Qui pourrait-on trouver chez vous, entre la Via Mazzini à Turin et la maison avec le grand jardin à Cervo Ligure ?
«Une fois par semaine, il invitait beaucoup de monde à jouer au scopone. Dans son cercle d’amis les plus proches, il y avait : Mauro Chessa, Romano Campagnoli, Sergio Saroni, Nino Aimone, Francesco Tabusso et Giacomo Soffiantino, Sergio Liberovici, le journaliste Paolo Fossati, la critique Mimita Lamberti, l’écrivain et avocat Emilio Jona, si comme le critique et érudit Marco Vallaro. Nous étions de très bons amis avec Mario Merz et moi avec leur fille Beatrice. Quand ils ont inauguré le Piper à Turin, ils nous ont aussi amené des filles. Un cercle d’artistes a également été créé à Cervo. Notre ami Piero Martina avait loué une maison en face de la nôtre et lui et papa discutaient pendant qu’ils peignaient chacun dans leur jardin, Martina avec sa voix grave qu’on entendait dans toute la vallée et en fond sonore les Nocturnes de Chopin que mon père écoutait pendant qu’il travaillait.” .

C’était un bon cuisinier, quel était son plat préféré ?
«Il a préparé un excellent canard à l’orange. Mais il n’a suivi aucune recette, il a tout inventé et il était très bon.”

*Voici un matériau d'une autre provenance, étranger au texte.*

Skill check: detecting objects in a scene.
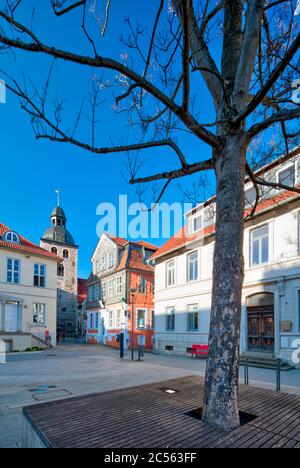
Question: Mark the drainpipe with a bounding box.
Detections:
[277,277,286,359]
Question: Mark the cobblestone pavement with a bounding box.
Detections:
[0,344,299,448]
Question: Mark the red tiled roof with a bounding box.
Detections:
[136,240,158,251]
[0,223,61,261]
[151,188,300,261]
[77,278,87,304]
[116,245,155,273]
[108,235,129,247]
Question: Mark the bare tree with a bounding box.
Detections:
[0,0,299,431]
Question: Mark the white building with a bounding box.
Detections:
[152,149,300,366]
[0,223,59,351]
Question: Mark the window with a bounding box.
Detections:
[138,275,147,294]
[94,283,100,301]
[109,310,113,328]
[108,252,114,268]
[88,286,95,302]
[34,264,46,288]
[245,187,257,208]
[95,313,99,329]
[102,281,107,298]
[116,309,121,329]
[101,255,107,271]
[89,313,94,329]
[51,247,57,255]
[151,310,155,330]
[7,258,20,284]
[4,231,20,244]
[63,249,69,259]
[166,306,175,331]
[137,309,146,329]
[193,215,203,232]
[278,164,295,187]
[188,251,199,282]
[251,225,269,266]
[57,264,64,277]
[116,276,122,294]
[187,304,199,331]
[33,304,46,325]
[108,279,114,297]
[166,260,175,287]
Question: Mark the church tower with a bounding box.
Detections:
[40,195,79,335]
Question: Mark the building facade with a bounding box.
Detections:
[86,233,157,350]
[0,223,59,351]
[40,204,86,337]
[152,150,300,366]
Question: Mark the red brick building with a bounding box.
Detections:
[86,234,157,351]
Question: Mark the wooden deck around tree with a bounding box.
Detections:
[23,376,300,448]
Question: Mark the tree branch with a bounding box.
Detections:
[236,32,300,123]
[0,10,221,150]
[130,159,215,184]
[248,107,300,137]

Des épisodes marquants de votre quotidien ?
«Il faisait preuve de générosité même envers les étrangers. Il avait une table en partenariat avec un ami, ils la gardaient garée sur la Piazza della Consolata et l’utilisaient à tour de rôle. Mon père, en allant chercher la voiture un matin, a remarqué que quelqu’un dormait dedans la nuit. Alors au lieu de la fermer davantage, il a mis une couverture dans la voiture pour que le sans-abri qui allait s’y réfugier puisse se protéger du froid. C’est comme ça qu’était mon père.”

Était-il proche de vos choix ?
«Oui, avec notre mère, ils nous ont toujours soutenus. J’ai commencé la danse en 1988 avec la compagnie Mosaico et en 1994 j’ai commencé à planifier des événements et des festivals. Papa m’a naturellement transmis son attention vers la peinture, mais je n’étais pas douée pour dessiner.”

Francesco Casorati est actuellement présent dans l’exposition de la Fondation Accorsi : Turin dans les années 50, la grande saison informelle. Lorsque vous voyez les sujets de vos peintures, retrouvez-vous la personne que vous étiez autrefois ?
“Oui. Dans ses peintures, il y a de la légèreté et du jeu, mais en même temps un grand équilibre et des métaphores de la vie, toujours en équilibre entre sérénité et drame.